Sen Efendimiz Aleyhissalâtü Vesselâm‘ın hicret edişini kitaplarda okurken hiç böyle hayal etmemiştin. Meğerse O burayı özellikle stratejik olarak seçmiş. Medine’ye başka birçok şekilde gidebilecekken müşriklerin peşine düşme ihtimaline karşı bu zorlu dağı bilerek seçmiş. Sevr zorlu yolları olan, bol bol mağaralı, çıkıntılı, taşlı bir dağ. Çıkmaya başlıyorsunuz. Yolları merdiven şekline getirmişler ama çıkarken yine de o kadar zorlanıyorsunuz ki, O buralardan merdivensiz kim bilir ne zorluklarla çıkmıştır diyorsun.

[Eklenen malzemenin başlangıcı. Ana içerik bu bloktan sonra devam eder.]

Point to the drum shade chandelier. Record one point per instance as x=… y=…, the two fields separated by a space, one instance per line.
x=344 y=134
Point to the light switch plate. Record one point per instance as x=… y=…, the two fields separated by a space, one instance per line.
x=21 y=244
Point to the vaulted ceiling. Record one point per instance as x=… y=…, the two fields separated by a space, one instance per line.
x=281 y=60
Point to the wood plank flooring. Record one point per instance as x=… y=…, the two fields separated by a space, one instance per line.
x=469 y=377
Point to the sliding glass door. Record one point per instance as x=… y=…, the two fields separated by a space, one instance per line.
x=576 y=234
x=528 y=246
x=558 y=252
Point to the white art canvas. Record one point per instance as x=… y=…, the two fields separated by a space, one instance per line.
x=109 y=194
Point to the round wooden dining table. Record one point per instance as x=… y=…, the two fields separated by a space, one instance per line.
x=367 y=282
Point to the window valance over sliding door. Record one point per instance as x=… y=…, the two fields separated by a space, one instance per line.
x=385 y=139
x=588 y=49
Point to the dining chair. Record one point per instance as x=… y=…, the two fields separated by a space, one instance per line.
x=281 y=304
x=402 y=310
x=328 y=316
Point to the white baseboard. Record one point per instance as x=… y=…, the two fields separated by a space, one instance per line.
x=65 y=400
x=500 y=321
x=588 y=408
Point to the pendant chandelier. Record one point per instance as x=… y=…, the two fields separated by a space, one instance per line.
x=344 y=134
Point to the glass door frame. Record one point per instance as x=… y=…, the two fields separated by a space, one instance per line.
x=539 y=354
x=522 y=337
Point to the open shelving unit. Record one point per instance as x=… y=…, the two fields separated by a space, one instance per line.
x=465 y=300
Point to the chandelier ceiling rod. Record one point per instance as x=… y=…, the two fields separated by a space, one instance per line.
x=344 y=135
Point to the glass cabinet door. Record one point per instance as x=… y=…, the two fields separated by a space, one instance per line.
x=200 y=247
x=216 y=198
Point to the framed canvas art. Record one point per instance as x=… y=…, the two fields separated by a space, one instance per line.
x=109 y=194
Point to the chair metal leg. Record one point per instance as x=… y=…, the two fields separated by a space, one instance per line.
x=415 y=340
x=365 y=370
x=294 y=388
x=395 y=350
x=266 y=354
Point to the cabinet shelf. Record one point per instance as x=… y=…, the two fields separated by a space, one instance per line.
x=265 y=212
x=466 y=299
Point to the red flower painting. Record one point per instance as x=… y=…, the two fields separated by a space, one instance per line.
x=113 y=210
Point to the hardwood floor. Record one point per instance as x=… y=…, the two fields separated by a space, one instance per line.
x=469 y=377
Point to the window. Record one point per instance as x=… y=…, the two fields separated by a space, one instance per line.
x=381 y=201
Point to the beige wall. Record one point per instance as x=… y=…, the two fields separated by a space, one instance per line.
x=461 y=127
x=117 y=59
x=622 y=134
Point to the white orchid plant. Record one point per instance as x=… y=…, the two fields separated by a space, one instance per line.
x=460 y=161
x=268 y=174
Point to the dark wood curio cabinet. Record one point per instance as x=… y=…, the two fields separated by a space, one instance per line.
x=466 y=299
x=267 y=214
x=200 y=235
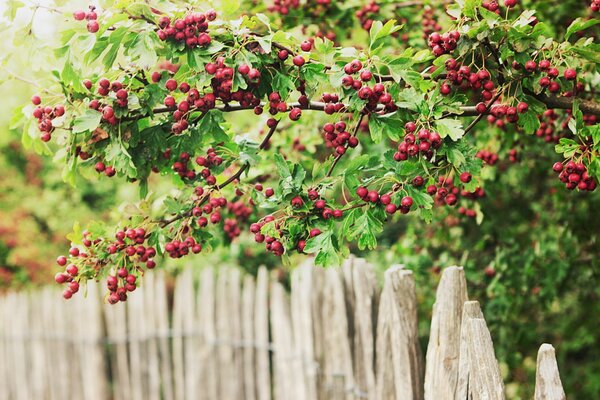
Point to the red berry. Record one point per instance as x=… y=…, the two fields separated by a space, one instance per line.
x=465 y=177
x=306 y=45
x=570 y=74
x=79 y=15
x=406 y=201
x=298 y=61
x=93 y=26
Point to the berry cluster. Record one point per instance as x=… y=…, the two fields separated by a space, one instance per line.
x=367 y=14
x=487 y=156
x=462 y=77
x=332 y=103
x=178 y=249
x=374 y=95
x=373 y=197
x=191 y=29
x=45 y=115
x=424 y=142
x=119 y=293
x=283 y=6
x=211 y=160
x=271 y=244
x=548 y=81
x=500 y=114
x=241 y=213
x=443 y=44
x=575 y=175
x=90 y=16
x=336 y=137
x=429 y=23
x=128 y=241
x=319 y=205
x=109 y=171
x=68 y=276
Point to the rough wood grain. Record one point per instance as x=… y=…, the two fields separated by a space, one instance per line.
x=338 y=372
x=208 y=359
x=548 y=385
x=261 y=335
x=441 y=373
x=302 y=323
x=366 y=294
x=248 y=295
x=399 y=370
x=283 y=343
x=471 y=309
x=485 y=381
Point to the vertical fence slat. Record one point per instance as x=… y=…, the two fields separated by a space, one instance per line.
x=548 y=385
x=471 y=309
x=399 y=362
x=365 y=317
x=161 y=308
x=302 y=321
x=283 y=358
x=261 y=335
x=441 y=367
x=208 y=364
x=248 y=298
x=117 y=335
x=337 y=366
x=485 y=381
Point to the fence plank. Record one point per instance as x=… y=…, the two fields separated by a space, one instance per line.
x=281 y=330
x=485 y=381
x=161 y=309
x=337 y=365
x=302 y=321
x=248 y=298
x=471 y=309
x=365 y=316
x=441 y=373
x=399 y=370
x=208 y=364
x=261 y=335
x=548 y=385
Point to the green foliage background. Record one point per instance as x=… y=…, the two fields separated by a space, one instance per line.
x=541 y=241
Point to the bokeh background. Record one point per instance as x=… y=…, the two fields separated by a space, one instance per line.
x=533 y=262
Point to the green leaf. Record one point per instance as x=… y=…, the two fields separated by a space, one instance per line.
x=230 y=6
x=450 y=127
x=470 y=8
x=366 y=227
x=88 y=121
x=580 y=24
x=529 y=122
x=379 y=31
x=388 y=125
x=568 y=147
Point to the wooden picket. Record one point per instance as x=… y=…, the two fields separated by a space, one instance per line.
x=218 y=334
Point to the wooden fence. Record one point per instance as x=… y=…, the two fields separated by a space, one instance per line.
x=335 y=335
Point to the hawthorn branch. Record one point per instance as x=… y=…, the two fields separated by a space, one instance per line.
x=229 y=180
x=354 y=132
x=487 y=107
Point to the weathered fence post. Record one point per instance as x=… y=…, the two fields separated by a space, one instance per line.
x=399 y=359
x=471 y=309
x=261 y=335
x=441 y=373
x=548 y=385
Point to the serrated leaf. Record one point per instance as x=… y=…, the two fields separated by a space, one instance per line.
x=580 y=24
x=450 y=127
x=86 y=122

Hiç sokak lambası yok. Gecenin karanlığında bir dağa tırmanırken yolunuzu sadece dolunay aydınlatıyor. Ama, o ışık yetiyor. Babanla sen önden yürürken kafile gerinizde kalıyor. Kenarda bir alan görüyorsunuz. Kâbe’nin ışıklarının geldiği yöne dönüp ay ışığında niyet ediyorsun. Allahu Ekber deyişin iliklerini titretirken ve orada ay ışığı secdeni aydınlatırken vitir namazını kılıyorsun. Tırmanmaya devam ediyorsunuz. Nihayet tepeye ulaştığınızda Mekke’ye şöyle bir dönüyorsun. Aklına “Vallahi, sen Allah’ın yarattığı yerlerin en ha­yırlısı, Allah katında en sevgili olanısın! Bana senden daha sevgili, daha güzel yurt yoktur! Çıkarılmaya zorlanmamış olsaydım, senden asla ayrılmaz, senden başka yerde yurt yuva tutmazdım” (1) diye Mekke’ye seslenişi geliyor Efendimizin. Öyle bakıyorsunuz oraya, Resulullah Aleyhissalâtü Vesselâm‘ın memleketine…

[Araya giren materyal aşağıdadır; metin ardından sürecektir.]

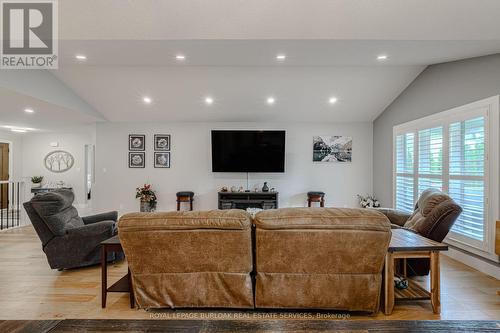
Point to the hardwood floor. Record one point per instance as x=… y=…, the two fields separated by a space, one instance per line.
x=205 y=326
x=29 y=289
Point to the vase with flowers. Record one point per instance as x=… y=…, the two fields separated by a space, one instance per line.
x=147 y=196
x=36 y=181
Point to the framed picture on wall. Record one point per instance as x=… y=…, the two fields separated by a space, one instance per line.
x=332 y=148
x=162 y=142
x=162 y=160
x=136 y=159
x=137 y=142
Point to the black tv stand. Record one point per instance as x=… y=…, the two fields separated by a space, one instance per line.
x=244 y=200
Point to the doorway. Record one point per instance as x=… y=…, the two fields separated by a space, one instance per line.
x=4 y=174
x=89 y=170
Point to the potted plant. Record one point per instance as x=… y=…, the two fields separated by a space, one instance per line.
x=147 y=197
x=36 y=181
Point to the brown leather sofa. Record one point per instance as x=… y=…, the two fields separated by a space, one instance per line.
x=189 y=259
x=318 y=258
x=434 y=215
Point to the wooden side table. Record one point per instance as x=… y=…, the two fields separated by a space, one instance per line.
x=406 y=244
x=123 y=285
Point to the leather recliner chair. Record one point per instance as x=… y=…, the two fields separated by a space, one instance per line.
x=68 y=240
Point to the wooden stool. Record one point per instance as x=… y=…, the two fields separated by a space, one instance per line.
x=316 y=196
x=185 y=196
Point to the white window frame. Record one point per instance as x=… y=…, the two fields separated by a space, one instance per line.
x=489 y=109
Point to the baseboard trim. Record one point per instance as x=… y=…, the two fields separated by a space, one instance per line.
x=483 y=265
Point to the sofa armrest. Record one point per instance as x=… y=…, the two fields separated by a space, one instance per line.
x=396 y=217
x=109 y=216
x=97 y=232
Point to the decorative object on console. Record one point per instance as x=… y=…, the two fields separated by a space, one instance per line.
x=316 y=196
x=368 y=201
x=147 y=197
x=162 y=160
x=136 y=159
x=58 y=161
x=137 y=142
x=244 y=200
x=185 y=196
x=36 y=181
x=162 y=142
x=332 y=149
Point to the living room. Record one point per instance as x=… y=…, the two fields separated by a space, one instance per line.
x=388 y=129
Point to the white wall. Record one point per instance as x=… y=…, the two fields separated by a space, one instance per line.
x=37 y=145
x=16 y=149
x=191 y=165
x=438 y=88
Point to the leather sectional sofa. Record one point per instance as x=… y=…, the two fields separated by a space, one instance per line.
x=292 y=258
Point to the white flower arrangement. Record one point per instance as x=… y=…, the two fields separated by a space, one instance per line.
x=368 y=201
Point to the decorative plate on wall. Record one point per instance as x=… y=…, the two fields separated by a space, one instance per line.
x=59 y=161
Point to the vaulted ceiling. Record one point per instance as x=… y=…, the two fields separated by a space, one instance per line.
x=230 y=49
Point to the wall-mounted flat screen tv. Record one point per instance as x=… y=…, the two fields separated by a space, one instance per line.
x=248 y=151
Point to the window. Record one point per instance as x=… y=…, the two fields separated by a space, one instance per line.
x=449 y=151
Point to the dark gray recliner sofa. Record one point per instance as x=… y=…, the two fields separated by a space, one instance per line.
x=68 y=240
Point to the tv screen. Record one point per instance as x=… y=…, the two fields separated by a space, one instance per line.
x=248 y=151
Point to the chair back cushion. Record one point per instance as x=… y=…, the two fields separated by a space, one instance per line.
x=57 y=211
x=434 y=215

Mağarayı görüyorsun, şaşırıp kalıyorsun. Gerçekten düşmanların görmemesi mucize olacak kadar var. Hele bir de kokusu… Kesin koku dökmüşlerdir diyor herkesin şeytanı ama o aralarda bir ara aldığın bir koku var ki, başka birkaç yerde de o koku hissettirecek sana kendini… “O buradaydı” diyorsun içinden sessizce.

 

Ertesi gün öğlen Kâbe’ye gidiyorsunuz yine. Bu sıcakta kalabalık olmaz diye düşünmekte haklısın, daha tenha. Kâbe’yi tavaf ederken, fark ediyorsun ki, spiral gibi dönüyorsunuz ve sen her dönüşünde biraz daha yaklaşıyorsun ona.

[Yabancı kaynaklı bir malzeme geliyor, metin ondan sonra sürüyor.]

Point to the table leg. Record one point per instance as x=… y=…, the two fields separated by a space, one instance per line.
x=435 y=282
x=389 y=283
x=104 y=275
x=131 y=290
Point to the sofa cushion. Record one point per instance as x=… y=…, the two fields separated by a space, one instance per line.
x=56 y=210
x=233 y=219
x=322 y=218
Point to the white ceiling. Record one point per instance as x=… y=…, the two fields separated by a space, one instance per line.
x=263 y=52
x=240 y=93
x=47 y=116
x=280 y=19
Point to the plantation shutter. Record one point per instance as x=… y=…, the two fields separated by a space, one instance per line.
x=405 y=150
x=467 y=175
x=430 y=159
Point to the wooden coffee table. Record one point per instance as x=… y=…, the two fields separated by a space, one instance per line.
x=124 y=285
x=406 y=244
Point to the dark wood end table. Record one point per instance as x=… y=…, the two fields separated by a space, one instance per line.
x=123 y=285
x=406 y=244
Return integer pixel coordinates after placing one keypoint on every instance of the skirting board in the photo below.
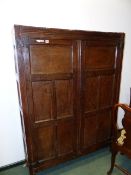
(12, 165)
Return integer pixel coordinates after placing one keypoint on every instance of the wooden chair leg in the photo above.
(113, 157)
(31, 172)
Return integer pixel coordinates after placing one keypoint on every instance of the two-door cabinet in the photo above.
(68, 81)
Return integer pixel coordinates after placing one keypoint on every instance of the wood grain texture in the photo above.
(68, 81)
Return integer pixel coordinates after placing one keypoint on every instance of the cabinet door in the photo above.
(51, 78)
(100, 72)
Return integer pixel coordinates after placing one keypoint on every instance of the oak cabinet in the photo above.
(67, 83)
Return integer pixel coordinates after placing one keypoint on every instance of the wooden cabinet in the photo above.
(67, 82)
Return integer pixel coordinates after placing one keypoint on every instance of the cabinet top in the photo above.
(30, 31)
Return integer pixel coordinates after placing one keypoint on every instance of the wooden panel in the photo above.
(106, 90)
(99, 57)
(45, 142)
(66, 137)
(90, 131)
(64, 96)
(104, 126)
(91, 93)
(48, 59)
(42, 98)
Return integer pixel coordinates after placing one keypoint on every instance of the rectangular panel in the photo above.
(66, 137)
(99, 57)
(104, 125)
(48, 59)
(43, 100)
(91, 93)
(106, 90)
(90, 131)
(45, 142)
(64, 98)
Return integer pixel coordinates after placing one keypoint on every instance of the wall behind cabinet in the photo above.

Sonra bir bakıyorsun, aranızda iki sıra kalmış.

Sonra aniden bir boşluk yakalıyorsun.

Bir anda kollarını uzatıyorsun Kâbe’nin duvarlarına.

O ân aklın, gerçekten de uçuyor. O ân başka her şey duman oluyor ve hiçbir şey düşünemeden yanağını onun kokulu örtüsüne yapıştırıyorsun.

Her şey silindi.

Ve elinde olmadan gözyaşların dökülmeye başlıyor.

İşte… Yine “Allah’ım” derken buluyorsun kendini.

Allah’tan başka herkesi unutan bir meczup gibi.

Ev, araba, iş, eş yok.

“Allah’ım! Sen… Sen…” diye hıçkırabiliyorsun sadece. İyi ki Rabbin sen konuşmadan da yüreğinin en gizli fısıltılarını işitiyor.

O’na bırakıyorsun.

O’ndan başka her şeyi unutup, her şeyi O’na bırakıyorsun.

Kendini dahi unutuyorsun da O’nu unutamıyorsun.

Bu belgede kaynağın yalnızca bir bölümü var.